Notes From the Rising Dark, Pt 1

Cathedral City CA
subdivision in Cathedral City CA; aerial photo by Damon Winter in the NYT

An Imagined Letter from COVID-19 to Humans (by Kristin Flyntz)

Stop. Just stop. It is no longer a request. It is a mandate. We will help you. We will bring the supersonic, high-speed merry-go-round to a halt. We will stop the planes, the trains, the schools, the malls, the meetings, the frenetic, hurried rush of illusions and “obligations” that keep you from hearing our single and shared beating heart, the way we breathe together, in unison. Our obligation is to each other, as it has always been, even if, even though, you have forgotten.

We will interrupt this broadcast, the endless cacophonous broadcast of divisions and distractions, to bring you this long-breaking news: We are not well. None of us; all of us are suffering. Last year, the firestorms that scorched the lungs of the earth did not give you pause. Nor the typhoons in Africa, China, Japan. Nor the fevered climates in Japan and India. You have not been listening.

It is hard to listen when you are so busy all the time, hustling to uphold the comforts and conveniences that scaffold your lives. But the foundation is giving way, buckling under the weight of your needs and desires. We will help you. We will bring the firestorms to your body. We will bring the fever to your body. We will bring the burning, searing, and flooding to your lungs that you might hear: We are not well.

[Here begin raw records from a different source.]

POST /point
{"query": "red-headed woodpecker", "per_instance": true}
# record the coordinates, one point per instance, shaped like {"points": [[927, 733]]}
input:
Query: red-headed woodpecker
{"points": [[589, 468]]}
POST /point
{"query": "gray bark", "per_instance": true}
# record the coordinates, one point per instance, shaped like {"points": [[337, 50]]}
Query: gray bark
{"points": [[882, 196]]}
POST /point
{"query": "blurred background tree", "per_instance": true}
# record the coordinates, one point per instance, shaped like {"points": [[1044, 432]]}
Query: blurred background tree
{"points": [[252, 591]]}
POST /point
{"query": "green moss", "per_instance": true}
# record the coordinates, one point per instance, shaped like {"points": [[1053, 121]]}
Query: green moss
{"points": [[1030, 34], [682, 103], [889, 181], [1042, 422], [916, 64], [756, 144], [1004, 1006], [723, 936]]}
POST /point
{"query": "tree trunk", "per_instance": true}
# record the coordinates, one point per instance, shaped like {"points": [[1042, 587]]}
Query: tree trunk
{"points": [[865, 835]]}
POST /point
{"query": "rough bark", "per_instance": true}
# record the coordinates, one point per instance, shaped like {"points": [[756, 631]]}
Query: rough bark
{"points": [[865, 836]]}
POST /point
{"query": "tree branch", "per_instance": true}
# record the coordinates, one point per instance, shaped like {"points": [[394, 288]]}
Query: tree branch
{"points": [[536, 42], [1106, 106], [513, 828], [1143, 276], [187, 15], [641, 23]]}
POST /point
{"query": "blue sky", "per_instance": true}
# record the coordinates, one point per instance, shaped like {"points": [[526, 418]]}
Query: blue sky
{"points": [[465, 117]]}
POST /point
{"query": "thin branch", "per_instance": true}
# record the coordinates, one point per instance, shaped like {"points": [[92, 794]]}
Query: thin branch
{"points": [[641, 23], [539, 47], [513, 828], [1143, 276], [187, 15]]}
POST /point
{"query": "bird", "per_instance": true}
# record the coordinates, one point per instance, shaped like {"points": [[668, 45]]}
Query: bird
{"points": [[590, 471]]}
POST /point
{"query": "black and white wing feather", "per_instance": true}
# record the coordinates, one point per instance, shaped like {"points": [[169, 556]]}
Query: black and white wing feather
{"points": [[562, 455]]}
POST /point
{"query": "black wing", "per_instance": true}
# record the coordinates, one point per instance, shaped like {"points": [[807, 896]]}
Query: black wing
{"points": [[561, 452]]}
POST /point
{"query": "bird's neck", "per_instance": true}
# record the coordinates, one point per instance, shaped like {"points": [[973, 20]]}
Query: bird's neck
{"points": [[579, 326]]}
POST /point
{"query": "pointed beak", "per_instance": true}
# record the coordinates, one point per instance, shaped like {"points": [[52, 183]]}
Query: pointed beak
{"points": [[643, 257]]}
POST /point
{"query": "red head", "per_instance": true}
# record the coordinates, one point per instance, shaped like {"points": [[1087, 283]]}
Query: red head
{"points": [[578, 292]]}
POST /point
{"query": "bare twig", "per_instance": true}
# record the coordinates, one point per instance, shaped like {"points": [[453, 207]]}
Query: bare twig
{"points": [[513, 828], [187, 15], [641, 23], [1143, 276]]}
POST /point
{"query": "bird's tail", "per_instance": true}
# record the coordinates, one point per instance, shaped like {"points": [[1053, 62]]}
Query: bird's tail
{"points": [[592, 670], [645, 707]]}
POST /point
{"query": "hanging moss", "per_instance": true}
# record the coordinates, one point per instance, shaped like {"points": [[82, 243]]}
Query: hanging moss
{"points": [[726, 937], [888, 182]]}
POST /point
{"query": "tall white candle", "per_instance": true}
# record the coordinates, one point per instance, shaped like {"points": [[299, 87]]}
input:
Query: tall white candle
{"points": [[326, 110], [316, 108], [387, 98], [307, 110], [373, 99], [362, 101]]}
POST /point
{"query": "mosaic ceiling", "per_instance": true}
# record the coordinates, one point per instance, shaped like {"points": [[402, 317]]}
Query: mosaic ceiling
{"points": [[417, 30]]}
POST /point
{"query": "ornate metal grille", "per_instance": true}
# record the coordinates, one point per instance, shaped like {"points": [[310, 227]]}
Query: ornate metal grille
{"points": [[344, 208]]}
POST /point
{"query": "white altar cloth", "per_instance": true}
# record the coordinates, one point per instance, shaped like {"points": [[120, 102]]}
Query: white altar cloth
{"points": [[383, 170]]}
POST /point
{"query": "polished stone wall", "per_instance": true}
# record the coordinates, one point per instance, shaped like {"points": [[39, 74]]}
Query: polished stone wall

Stop. Just stop. Be still. Listen. Ask us what we might teach you about illness and healing, about what might be required so that all may be well. We will help you, if you listen.

The restrictions under CoVid-19 have again raised issues about what legitimate authority the government (supposedly comprised of people elected to represent our collective best interest) has to overrule what many consider their personal rights and freedoms.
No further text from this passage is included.